My metaphoric earth science life story

Catherine Lange, Earth Sciences and Science Education, Buffalo State College

My roots are deeply embedded in the bedrock of my early life as an urban high school earth science teacher. It was in that challenging environment where I solidified and grew intricate crystals of strength. Each crystal facet is a remnant and a reminder of the slow but steady process of invisible alignment of the pieces that made me who I am. The pressure of formation came from many different sources; students, professors, parents and my own personal intrinsic need to overcome whatever obstacles existed to be an effective instructor. Slowly, like a geode with a tough and rough exterior, my grounded center emerged to display the resulting natural beauty of what I was able to achieve. Of course, some of those forces, were coincidental, for example, it helped that I was trained as a secondary science teacher by some of the best science educators in the country. At the same institution-where I am now a professor-, I received a bachelor's and master's degree in geology and science education which was and is housed in the Department of Earth Sciences. This unique marriage of geoscience and education (that still exists) allowed me to have the best of both worlds. I was able to enjoy the rigor of field-based geoscience study through the lens of an educator, which promoted my ability to make earth science relevant and fun.

My depth of pedagogical content knowledge allowed me to create effective and meaningful lessons that helped students to really enjoy my class. The unopened geode remains a mystery to the world. As my relentless urge to take on the science-phobs who routinely walked through my door each year proudly announcing to me that they hated science I fought it with a strong intrinsic urge to dilute those hostilities, I began to seek greater depths of research-based knowledge. The process of self-formation became a case study of my own world. I observed that students had little prior knowledge about earth science content. Perhaps that was due to weak and infrequent science instruction in early grades and/or the emphasis on biology when there was any instruction? In particular, I began to comprehend the vast array of misconceptions about Earth Motions (rotation and revolution) that impede student understandings of the orbital mechanics and the Earth-Sun geometry and associated energy concepts. It was clear that I had to help students identify, manage and confront the misconceptions about earth science content lacking tools or knowledge of how to fix it.

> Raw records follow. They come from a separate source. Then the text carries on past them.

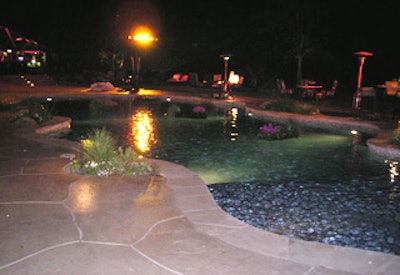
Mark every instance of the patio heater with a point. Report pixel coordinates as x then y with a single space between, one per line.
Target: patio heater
225 88
357 95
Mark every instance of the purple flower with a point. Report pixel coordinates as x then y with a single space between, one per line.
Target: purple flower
269 129
199 109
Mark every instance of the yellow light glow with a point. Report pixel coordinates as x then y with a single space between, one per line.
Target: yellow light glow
142 131
393 170
83 197
142 36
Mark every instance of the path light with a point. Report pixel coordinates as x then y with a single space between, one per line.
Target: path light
141 38
357 95
225 87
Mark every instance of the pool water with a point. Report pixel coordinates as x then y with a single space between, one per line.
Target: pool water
319 187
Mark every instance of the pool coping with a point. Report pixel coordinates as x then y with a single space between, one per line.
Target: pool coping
196 203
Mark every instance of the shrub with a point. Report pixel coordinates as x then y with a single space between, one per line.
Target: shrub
395 138
291 106
271 132
102 158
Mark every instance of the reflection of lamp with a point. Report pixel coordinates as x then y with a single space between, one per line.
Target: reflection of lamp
357 95
142 131
225 87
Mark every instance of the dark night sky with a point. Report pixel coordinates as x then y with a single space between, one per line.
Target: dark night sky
201 28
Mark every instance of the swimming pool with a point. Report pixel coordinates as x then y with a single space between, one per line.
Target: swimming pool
319 187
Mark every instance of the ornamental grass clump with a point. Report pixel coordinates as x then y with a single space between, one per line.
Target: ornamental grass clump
101 157
276 132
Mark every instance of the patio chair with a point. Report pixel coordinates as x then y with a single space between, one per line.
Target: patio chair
332 91
280 83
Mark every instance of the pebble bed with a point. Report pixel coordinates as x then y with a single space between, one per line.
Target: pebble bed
360 215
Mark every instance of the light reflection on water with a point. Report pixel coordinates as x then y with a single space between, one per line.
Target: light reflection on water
225 149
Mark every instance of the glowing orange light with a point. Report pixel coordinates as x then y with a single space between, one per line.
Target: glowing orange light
142 131
142 36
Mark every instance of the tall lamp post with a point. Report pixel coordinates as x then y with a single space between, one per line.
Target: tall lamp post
141 38
225 87
357 95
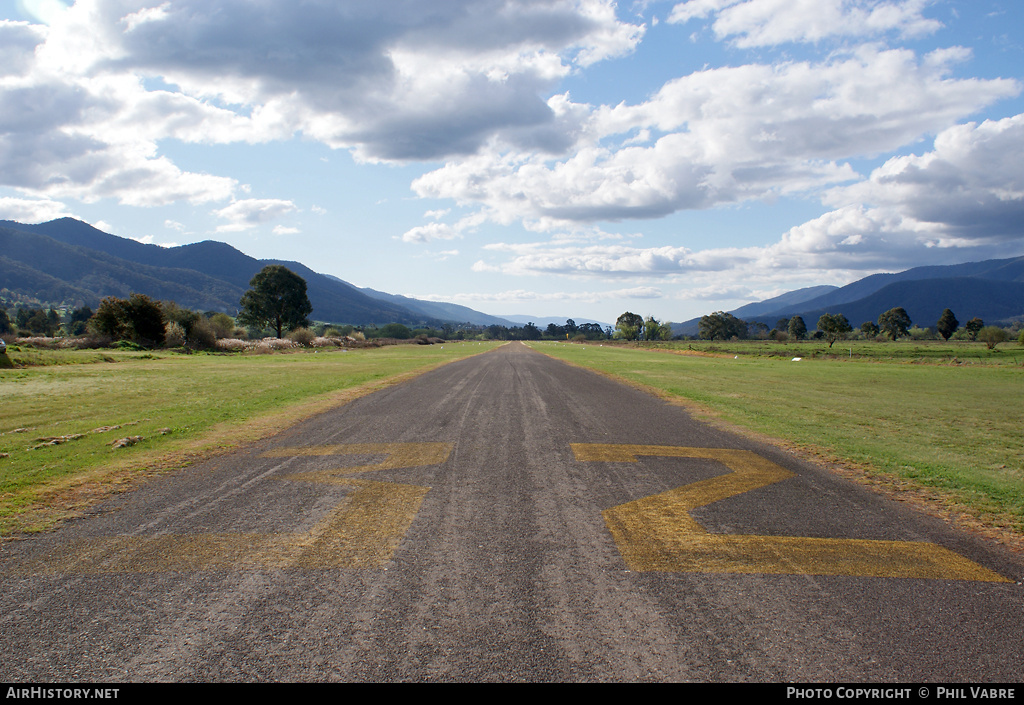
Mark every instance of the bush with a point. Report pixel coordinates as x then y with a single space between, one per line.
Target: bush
303 336
222 325
202 336
174 334
992 336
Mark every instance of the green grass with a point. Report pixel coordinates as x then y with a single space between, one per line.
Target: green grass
952 427
183 406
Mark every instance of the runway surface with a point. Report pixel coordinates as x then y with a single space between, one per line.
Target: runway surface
508 517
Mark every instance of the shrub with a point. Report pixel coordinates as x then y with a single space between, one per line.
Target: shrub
302 336
202 336
174 334
992 336
222 325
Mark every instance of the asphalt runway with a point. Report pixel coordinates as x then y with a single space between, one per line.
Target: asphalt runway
508 517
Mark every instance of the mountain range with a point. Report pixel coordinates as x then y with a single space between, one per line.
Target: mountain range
72 261
991 290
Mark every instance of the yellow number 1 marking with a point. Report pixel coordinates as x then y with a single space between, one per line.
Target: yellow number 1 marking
363 531
657 533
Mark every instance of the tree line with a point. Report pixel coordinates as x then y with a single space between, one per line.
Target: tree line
892 324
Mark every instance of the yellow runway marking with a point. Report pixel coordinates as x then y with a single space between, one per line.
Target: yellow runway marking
363 531
657 533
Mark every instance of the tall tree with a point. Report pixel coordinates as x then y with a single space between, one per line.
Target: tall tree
629 326
797 328
894 323
721 326
276 298
834 326
973 327
947 324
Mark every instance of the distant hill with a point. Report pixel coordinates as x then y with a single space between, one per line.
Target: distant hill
438 309
70 260
991 290
543 321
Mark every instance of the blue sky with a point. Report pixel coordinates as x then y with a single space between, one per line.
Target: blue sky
572 158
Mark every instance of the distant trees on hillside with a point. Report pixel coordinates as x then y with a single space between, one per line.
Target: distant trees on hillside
895 323
721 326
137 318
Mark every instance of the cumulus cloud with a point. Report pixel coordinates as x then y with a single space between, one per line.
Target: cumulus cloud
768 23
32 210
64 136
969 188
729 134
248 213
526 296
395 80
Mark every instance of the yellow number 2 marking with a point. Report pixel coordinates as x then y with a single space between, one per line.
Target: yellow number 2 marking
657 533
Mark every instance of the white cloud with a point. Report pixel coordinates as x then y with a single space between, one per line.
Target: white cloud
32 210
728 134
394 80
248 213
526 296
768 23
969 188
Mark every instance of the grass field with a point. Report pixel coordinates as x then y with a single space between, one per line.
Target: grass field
954 429
183 407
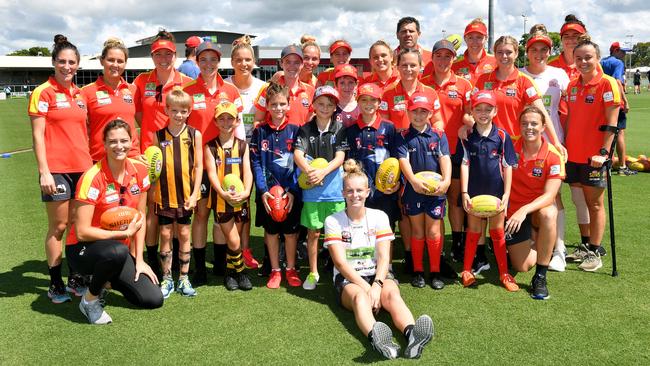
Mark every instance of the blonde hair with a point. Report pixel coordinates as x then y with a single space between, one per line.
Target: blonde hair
243 42
179 98
353 169
308 40
503 40
114 42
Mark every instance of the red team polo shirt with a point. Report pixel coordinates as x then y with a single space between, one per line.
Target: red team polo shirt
394 103
104 105
587 105
513 94
462 67
299 102
150 100
204 103
454 95
99 188
530 176
66 136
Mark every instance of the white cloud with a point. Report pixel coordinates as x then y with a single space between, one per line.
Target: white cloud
87 24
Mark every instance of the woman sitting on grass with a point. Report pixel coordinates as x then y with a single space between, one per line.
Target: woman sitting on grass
358 239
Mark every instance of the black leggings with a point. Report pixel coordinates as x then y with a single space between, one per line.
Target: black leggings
110 261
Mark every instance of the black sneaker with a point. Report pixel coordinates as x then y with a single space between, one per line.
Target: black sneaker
265 268
436 281
538 288
446 270
230 282
418 280
480 265
200 277
243 282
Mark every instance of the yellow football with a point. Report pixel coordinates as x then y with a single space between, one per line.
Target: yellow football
387 175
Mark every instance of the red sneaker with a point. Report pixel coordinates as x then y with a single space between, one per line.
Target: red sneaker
509 282
292 278
249 261
467 278
274 279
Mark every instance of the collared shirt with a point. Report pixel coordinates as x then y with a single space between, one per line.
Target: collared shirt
299 102
394 103
204 103
371 145
587 106
104 105
99 188
423 151
271 153
529 176
512 94
66 136
323 145
454 95
471 71
150 98
487 157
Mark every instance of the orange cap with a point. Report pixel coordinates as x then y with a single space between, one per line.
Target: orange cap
339 44
476 27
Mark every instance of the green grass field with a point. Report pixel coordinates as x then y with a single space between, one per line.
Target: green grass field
590 319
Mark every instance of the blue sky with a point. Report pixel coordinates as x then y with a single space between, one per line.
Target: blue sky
88 23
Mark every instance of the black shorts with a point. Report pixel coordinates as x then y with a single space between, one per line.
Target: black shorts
242 215
622 120
586 175
169 215
524 233
291 225
340 282
66 184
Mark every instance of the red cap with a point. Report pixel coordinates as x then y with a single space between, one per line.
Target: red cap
345 70
541 38
339 44
369 89
326 90
572 26
420 100
484 96
193 42
476 27
163 44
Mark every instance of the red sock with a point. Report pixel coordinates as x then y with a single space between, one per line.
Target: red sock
434 246
471 242
417 253
499 244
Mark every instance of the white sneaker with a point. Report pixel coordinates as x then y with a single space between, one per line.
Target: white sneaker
558 262
94 312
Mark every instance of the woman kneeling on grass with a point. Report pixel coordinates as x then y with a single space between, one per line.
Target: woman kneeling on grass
113 257
358 239
535 182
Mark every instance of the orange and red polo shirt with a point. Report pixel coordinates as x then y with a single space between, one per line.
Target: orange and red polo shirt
299 102
104 105
454 95
529 176
587 106
394 103
512 94
204 103
149 99
66 135
462 66
99 188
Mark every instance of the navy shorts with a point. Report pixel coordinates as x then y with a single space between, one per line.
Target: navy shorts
66 184
585 174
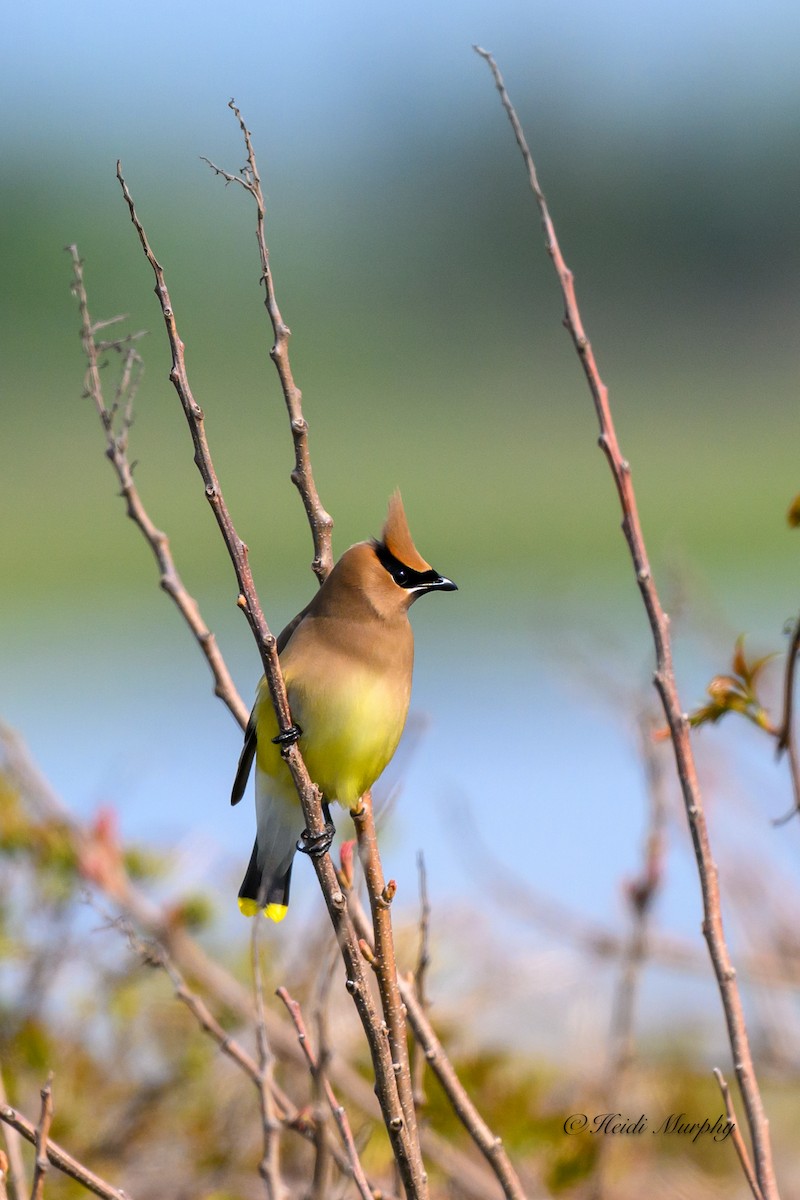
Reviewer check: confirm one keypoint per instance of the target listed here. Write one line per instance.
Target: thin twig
(735, 1135)
(663, 679)
(116, 454)
(435, 1056)
(59, 1157)
(270, 1164)
(14, 1165)
(407, 1152)
(319, 521)
(160, 925)
(384, 961)
(320, 997)
(786, 733)
(420, 978)
(320, 528)
(340, 1115)
(641, 894)
(41, 1164)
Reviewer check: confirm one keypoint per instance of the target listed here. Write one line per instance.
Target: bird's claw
(288, 737)
(318, 844)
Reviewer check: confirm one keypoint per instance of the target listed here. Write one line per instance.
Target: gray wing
(248, 749)
(245, 761)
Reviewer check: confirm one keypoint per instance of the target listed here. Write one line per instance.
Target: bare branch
(735, 1135)
(319, 521)
(663, 679)
(420, 977)
(270, 1165)
(191, 960)
(59, 1157)
(641, 895)
(340, 1115)
(116, 453)
(405, 1151)
(786, 733)
(14, 1167)
(384, 963)
(42, 1134)
(435, 1055)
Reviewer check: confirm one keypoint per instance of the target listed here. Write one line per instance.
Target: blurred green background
(428, 343)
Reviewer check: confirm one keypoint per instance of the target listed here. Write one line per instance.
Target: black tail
(264, 889)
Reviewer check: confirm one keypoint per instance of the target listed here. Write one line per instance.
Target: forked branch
(404, 1145)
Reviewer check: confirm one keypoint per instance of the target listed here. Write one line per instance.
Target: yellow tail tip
(274, 911)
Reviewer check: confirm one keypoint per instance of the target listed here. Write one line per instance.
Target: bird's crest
(397, 539)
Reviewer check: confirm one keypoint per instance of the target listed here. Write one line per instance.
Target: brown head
(388, 574)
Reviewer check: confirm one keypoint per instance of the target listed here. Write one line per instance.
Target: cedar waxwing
(347, 663)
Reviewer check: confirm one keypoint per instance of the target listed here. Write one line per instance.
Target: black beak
(440, 583)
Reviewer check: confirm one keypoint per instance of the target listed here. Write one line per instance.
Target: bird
(347, 661)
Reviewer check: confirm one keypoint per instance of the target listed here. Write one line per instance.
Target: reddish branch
(663, 679)
(404, 1146)
(301, 477)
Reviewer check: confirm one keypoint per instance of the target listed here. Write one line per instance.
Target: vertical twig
(320, 527)
(641, 894)
(270, 1164)
(59, 1157)
(404, 1147)
(385, 966)
(787, 739)
(302, 477)
(116, 454)
(420, 977)
(435, 1056)
(340, 1115)
(663, 679)
(42, 1135)
(14, 1168)
(322, 993)
(735, 1135)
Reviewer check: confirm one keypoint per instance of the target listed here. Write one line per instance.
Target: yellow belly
(349, 733)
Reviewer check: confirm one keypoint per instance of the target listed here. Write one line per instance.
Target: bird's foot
(318, 844)
(288, 737)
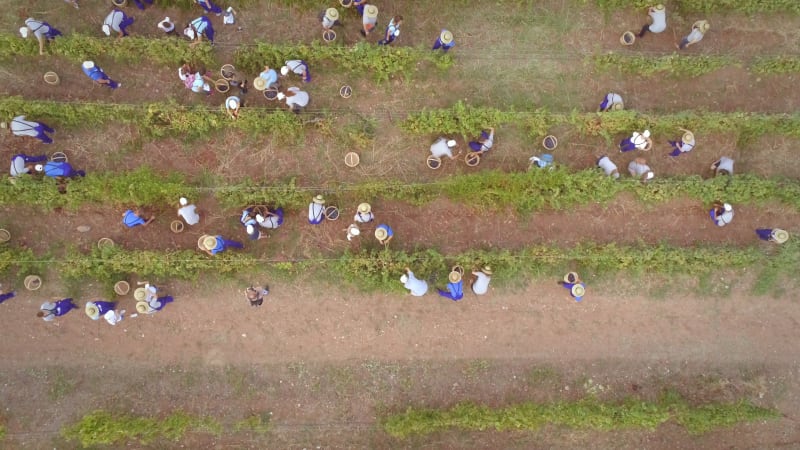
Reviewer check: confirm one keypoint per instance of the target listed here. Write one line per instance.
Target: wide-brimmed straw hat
(780, 236)
(92, 311)
(454, 277)
(332, 14)
(571, 277)
(446, 37)
(259, 83)
(209, 243)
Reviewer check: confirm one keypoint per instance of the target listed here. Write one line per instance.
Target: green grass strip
(588, 413)
(104, 428)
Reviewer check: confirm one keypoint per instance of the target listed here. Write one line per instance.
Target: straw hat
(332, 14)
(140, 294)
(446, 37)
(92, 311)
(209, 243)
(780, 236)
(259, 83)
(454, 277)
(571, 277)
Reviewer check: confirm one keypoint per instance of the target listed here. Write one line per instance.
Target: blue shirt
(131, 219)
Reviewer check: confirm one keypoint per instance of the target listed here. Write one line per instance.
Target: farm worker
(637, 141)
(484, 143)
(608, 166)
(197, 28)
(455, 288)
(133, 218)
(215, 244)
(232, 105)
(541, 161)
(329, 18)
(297, 66)
(296, 99)
(209, 7)
(49, 311)
(480, 280)
(773, 235)
(22, 127)
(316, 210)
(384, 234)
(256, 295)
(443, 147)
(364, 213)
(55, 169)
(392, 30)
(42, 30)
(612, 102)
(98, 308)
(685, 144)
(228, 17)
(272, 220)
(723, 166)
(140, 5)
(270, 76)
(721, 213)
(352, 231)
(117, 20)
(98, 76)
(188, 212)
(369, 19)
(152, 303)
(638, 168)
(445, 41)
(658, 20)
(699, 29)
(416, 287)
(576, 288)
(167, 26)
(21, 163)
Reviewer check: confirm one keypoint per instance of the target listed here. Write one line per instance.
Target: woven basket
(122, 287)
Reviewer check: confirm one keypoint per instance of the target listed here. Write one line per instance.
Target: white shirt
(481, 285)
(726, 163)
(189, 214)
(113, 19)
(22, 127)
(112, 317)
(440, 148)
(659, 20)
(417, 287)
(300, 98)
(608, 166)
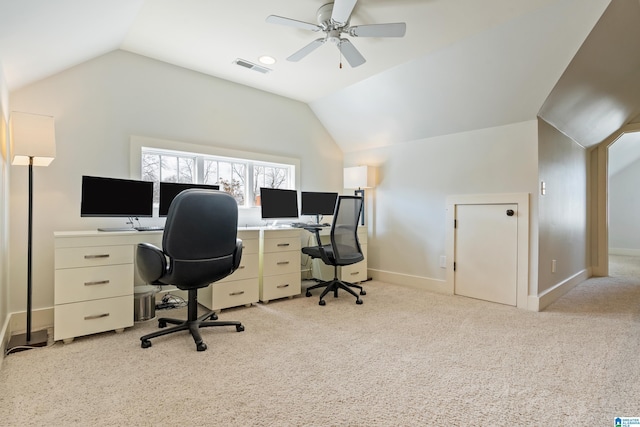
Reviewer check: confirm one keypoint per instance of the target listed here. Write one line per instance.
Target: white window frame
(137, 143)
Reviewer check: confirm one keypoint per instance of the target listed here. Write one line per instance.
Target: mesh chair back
(344, 230)
(200, 237)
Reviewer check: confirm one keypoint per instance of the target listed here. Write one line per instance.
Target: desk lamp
(359, 177)
(33, 143)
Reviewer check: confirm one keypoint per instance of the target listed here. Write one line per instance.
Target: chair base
(333, 286)
(193, 324)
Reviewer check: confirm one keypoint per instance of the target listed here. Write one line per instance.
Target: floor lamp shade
(33, 143)
(32, 137)
(359, 178)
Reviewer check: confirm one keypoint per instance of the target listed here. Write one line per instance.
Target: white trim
(415, 282)
(522, 200)
(542, 301)
(137, 142)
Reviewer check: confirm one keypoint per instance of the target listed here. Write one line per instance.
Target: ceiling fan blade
(350, 53)
(342, 10)
(274, 19)
(397, 29)
(306, 50)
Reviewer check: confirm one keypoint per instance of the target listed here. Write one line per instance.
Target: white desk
(95, 276)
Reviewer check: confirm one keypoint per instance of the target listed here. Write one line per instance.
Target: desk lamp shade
(33, 143)
(32, 136)
(359, 178)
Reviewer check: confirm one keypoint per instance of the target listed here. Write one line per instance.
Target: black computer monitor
(112, 197)
(277, 203)
(169, 190)
(318, 203)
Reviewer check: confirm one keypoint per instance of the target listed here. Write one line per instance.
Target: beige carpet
(403, 358)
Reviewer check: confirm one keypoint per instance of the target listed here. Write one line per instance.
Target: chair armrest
(151, 262)
(237, 255)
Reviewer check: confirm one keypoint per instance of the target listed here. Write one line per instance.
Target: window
(240, 177)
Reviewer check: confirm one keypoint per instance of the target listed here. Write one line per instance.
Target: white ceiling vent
(252, 66)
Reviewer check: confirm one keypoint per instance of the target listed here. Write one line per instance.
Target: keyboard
(308, 224)
(150, 228)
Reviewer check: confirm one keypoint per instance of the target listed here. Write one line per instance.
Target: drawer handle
(97, 282)
(96, 316)
(96, 256)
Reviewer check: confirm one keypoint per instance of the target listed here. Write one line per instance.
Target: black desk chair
(344, 248)
(199, 246)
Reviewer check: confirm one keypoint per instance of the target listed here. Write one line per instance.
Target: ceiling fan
(334, 20)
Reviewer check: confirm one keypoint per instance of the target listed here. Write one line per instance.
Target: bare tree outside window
(232, 175)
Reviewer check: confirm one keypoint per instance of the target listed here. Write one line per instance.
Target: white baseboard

My world widened to include elementary teachers who needed assistance in teaching science. They were just as phobic about science (or worse than high school students) and they had little innate abilities and tools for teaching science. Following the completion of a PhD in science education, I left my $80,000 inner city teaching job as curricular changes took the rigor and laboratory components out of public schools for the convenience of legislators who believe they have quick fix solutions for systemic reform. It was a good move because I enjoyed teaching science methods to elementary pre-service teachers in California and then in North Carolina. Finally, my life has come full circle and I am back where I began as a student. I teach undergraduate science classes, pre-service science teachers and graduate classes to science education students. The pre-service students are well prepared in geosciences by a dedicated and enthusiastic faculty and a very strong undergraduate research component. Students conduct field research and present at national and local venues. My solid foundation has steadied me throughout my development and my metaphoric crystals are more metamorphic sometimes forming from long steady pressure and other times intensely from the severe conditions of volcanic heat of contact. Either way, they continue to grow and develop within the environment I cultivate facet by facet.